This should always be used in the chair to help prevent pressure injuries on the sacrum.
What is a waffle cushion?
These four risk factors that place a patient at higher risk for fall with injury
What are...
A- Age
B- Bone Health
C- Coagulation
S- Surgery
Required daily for all patients with Central Lines and Foley Catheters to prevent device associated infections.
What is a CHG Bath?
*Of note, a patient requires BOTH a regular bath and a CHG bath*
What does the acronym BLT stand for?
What is- bending, lifting, twisting
What are the warning signs of a stroke and what number do you dial to activate a stroke code?
BEFAST; balance, eyes, face, arms, speech, time
55555
This feature on the bed helps to prevent friction and shear
What is the knee gatch?
An object used for impulsive patients to help facilitate a soft landing if they fall
What is a fall mat?
The required personal protective equipment (PPE) when changing a central line dressing.
What are sterile gloves, a mask (for nurse and patient), and a sterile dressing change kit?
A surgical procedure approached through the front of the neck that removes affected discs and fuses vertebrae to relieve nerve compression and pain
What is- ACDF; anterior cervical dissection and fusion
During the dual nurse skin timeout on a new admit, the nurse notices a wound. The skin is intact with non-blanchable redness. The nurse takes a picture of the wound and places a wound consult, the nurse then places the wound in the patients LDA and labels it as stage I pressure injury.
Were all of the actions taken by the nurse correct? yes or no?
What is No- the nurse should not have labeled the wound in the LDA, only the wound nurse consulted should stage the wound in the LDA
The best method to check for early signs of a developing pressure injury in patients with darker skin tones.
What is assessing for changes in skin temperature, texture, and localized pain rather than just redness?
Fall or No Fall?
A staff member was with the patient and attempted to minimize the impact of the fall by slowing the patient's descent.
What is a FALL?
A planned descent is when a staff member and patient decide to intentionally lower to another surface for patient and staff safety
The proper position of the urinary drainage bag to prevent backflow and infection.
What is keeping the bag below the level of the bladder, without touching the floor?
A procedure where the surgeon removes the damaged disc from between two vertebrae in the lower back and replaces it with a bone graft or synthetic material, this creates stability of the spine and promotes fusion to the vertebrae.
What is a TLIF- Transforaminal Lumbar Interbody Fusion
A post-op craniotomy patient with a fixed, dilated pupil on one side may have this life-threatening condition.
What is a herniation?
This dressing is commonly used to treat DTIs and helps to reduce inflammation and should be changed every 3-5 days.
What is Polymem?
In addition to bed and TABS alarms, these strategies can help reduce fall risk in a confused or high-risk patient, especially those prone to unassisted bed exits.
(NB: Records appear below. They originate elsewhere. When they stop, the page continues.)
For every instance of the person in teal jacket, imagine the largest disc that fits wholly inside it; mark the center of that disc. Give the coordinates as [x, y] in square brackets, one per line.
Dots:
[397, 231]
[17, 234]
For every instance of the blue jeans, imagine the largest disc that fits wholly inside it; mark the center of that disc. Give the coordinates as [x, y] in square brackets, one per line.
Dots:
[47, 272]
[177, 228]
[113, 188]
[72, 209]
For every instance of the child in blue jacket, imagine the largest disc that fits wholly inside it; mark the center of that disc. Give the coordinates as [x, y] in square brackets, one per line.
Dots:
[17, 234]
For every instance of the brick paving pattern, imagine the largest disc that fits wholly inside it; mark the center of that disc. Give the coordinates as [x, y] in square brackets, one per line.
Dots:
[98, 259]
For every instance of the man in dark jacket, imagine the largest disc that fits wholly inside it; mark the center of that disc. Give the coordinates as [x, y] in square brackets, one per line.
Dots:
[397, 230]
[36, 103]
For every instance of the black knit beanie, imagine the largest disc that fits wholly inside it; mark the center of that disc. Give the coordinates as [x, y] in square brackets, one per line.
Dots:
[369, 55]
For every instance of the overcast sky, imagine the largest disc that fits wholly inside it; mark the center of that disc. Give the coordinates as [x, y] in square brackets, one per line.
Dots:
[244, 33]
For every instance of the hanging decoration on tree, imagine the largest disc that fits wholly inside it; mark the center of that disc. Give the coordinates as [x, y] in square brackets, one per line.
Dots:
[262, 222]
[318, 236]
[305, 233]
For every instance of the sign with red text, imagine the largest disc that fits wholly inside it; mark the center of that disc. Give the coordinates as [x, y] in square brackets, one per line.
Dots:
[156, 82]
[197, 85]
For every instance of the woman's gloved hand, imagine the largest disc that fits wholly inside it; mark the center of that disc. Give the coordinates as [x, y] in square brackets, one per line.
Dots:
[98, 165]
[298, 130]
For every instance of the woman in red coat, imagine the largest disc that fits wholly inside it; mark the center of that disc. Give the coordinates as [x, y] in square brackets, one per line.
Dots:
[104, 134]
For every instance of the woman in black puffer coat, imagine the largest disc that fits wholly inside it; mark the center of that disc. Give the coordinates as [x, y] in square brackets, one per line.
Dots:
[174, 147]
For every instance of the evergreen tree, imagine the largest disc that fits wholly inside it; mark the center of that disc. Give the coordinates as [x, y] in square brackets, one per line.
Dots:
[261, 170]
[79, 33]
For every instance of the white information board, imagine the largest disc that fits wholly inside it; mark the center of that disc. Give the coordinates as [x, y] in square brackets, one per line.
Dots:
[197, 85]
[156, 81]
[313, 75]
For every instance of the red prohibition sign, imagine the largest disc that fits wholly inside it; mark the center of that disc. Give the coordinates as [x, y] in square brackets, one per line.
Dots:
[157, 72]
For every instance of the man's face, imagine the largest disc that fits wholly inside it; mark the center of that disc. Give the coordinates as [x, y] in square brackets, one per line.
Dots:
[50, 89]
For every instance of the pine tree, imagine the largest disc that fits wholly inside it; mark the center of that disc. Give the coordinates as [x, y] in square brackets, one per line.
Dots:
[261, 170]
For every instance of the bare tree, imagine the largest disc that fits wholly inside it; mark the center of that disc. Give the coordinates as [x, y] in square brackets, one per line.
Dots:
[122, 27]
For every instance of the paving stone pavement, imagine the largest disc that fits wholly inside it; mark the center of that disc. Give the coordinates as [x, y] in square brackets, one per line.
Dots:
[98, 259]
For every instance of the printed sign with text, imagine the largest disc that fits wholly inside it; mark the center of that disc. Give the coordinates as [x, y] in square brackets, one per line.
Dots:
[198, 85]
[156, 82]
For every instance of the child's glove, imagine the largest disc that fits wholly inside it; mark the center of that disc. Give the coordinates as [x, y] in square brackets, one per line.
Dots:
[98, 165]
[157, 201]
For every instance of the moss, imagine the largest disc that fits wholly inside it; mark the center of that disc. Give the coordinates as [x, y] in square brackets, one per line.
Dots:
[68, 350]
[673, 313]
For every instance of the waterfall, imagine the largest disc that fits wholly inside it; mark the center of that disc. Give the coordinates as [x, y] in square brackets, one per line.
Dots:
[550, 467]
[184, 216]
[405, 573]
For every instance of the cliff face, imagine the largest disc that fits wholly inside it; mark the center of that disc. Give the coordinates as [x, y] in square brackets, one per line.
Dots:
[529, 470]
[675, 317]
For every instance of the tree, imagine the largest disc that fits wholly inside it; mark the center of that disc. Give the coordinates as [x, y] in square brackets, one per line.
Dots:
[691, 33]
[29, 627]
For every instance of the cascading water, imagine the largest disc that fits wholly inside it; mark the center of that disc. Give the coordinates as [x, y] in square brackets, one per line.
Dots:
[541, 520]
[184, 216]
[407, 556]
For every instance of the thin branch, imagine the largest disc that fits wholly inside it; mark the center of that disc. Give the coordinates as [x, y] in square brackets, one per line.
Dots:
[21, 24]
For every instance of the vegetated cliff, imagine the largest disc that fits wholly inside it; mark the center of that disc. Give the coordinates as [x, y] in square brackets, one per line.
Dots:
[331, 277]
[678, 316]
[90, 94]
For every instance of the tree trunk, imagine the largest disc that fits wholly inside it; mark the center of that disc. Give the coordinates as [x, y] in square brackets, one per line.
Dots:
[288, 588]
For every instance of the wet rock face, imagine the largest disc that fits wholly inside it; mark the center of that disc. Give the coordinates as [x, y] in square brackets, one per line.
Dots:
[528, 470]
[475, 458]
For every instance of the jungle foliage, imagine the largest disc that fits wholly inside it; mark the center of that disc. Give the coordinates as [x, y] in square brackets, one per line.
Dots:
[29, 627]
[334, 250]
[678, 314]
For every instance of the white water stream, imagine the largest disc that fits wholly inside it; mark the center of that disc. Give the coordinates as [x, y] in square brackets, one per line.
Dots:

What are placing fall mats, moving the patient closer to the nurses' station, using a bucket chair, and positioning the bed against the wall to minimize exit points?
To Culture or Not to Culture?
On admission pt has a PICC line placed. On day 10, the PICC line is discontinued. PICC site WNL. On hospital day 11, the pt's vitals are T 98.6; HR 115, RR 16; BP 110/70. The pt's WBC is WNL. The physician orders two sets of peripheral blood cultures.
Do NOT Culture
The patient meets SIRS criteria, but not sepsis criteria. Pt is not exhiiting symptoms of infection (i.e. PICC site is WNL). Consider another non-infectious source of SIRS symptoms (i.e. PE)
If a patient suddenly becomes hypotensive and bradycardic after a cervical spinal injury, they may be experiencing this
I can go here to find the Senior Resident on-call in cases where I need to escalate beyond the Junior Resident.
Where is MD call schedule on NMI?
NMI>>Resources>>MD Call Schedule
This is a fenestrated dressing designed for delicate skin, that can stay in place for 7-14 days.
What is Mepitel?
This tool recognizes contributing factors and interprets the recently documented data to calculate fall risk score for the patient, alerting staff via fall risk icons, banners, and chart advisories
What is the Fall Risk Predictive Model?
The recommended technique for removing a central line to prevent air embolism.
What is placing the patient in Trendelenburg or supine position, having them perform the Valsalva maneuver, and applying an occlusive dressing immediately?
name this strength: patient can lift their arm, has full range of motion, but when resistance is applied, it falls back down
What is a strength of 3
The best type of oxygen therapy used to help air reabsorb in patients with pneumocephalus.
What is high-flow oxygen (or 100% oxygen via a non-rebreather mask)?